Additionally, there is nothing in the governing documents to indicate Ms. Krutz had authority to sign that Affidavit. The Restated Bylaws, recorded in January 2004, set forth the duties of the Secretary of the Association. More specifically, the Secretary is to keep a book of minutes of all meetings of the Directors and Members, provide notice of all meetings of the Members and the Board, keep the seal of the Association in safe custody, keep a roster of the Members, and other powers and duties prescribed by the Board or the Bylaws. (Decl. of Frank Goeckel, Ex. B, Restated Bylaws of the Association at p. 13, § 13.) In this regard, a majority of the Board of Directors declare that Ms. Krutz did not have the Board’s authorization to sign the Affidavit.
Thus, when these purported sales to Diamond Resorts occurred in or about December 2014, the only authorization VRI was acting under was the management agreement, not the 2009 sales agreement. There is no evidence that, at the time of the sale, VRI had the authority to sell over 200 Vacation Plans to Diamond Resorts.

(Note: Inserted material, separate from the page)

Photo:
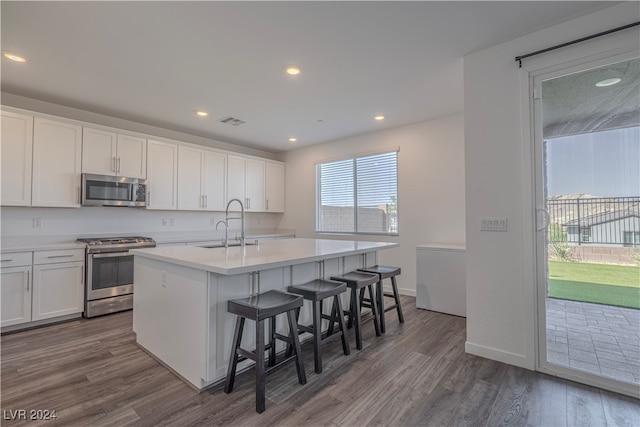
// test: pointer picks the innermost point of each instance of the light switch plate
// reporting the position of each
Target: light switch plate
(493, 223)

Accordingly, based upon the evidence before the court at this time, it does not appear likely that plaintiffs will prevail on the merits. With regard to harm to plaintiffs, the possible harm is the loss of revenue from using the Vacation Plans in dispute. Plaintiffs have an adequate remedy at law should they ultimately prevail against defendants. After weighing potential-merit and interim-harm factors, the court finds the factors weigh against the issuance of a preliminary injunction. Plaintiffs’ motion for preliminary injunction is denied.
TENTATIVE RULING:
PLAINTIFFS’ MOTION TO STRIKE AFFIRMATIVE DEFENSES IS DENIED.
PLAINTIFFS’ MOTION FOR PRELIMINARY INJUNCTION IS DENIED.
On June 17, 2015 the Judge heard oral arguments pro and agains the tentative rulling.
On June 19, 2015 the judge declared “The Tentative Ruling becomes the Order of the Court”.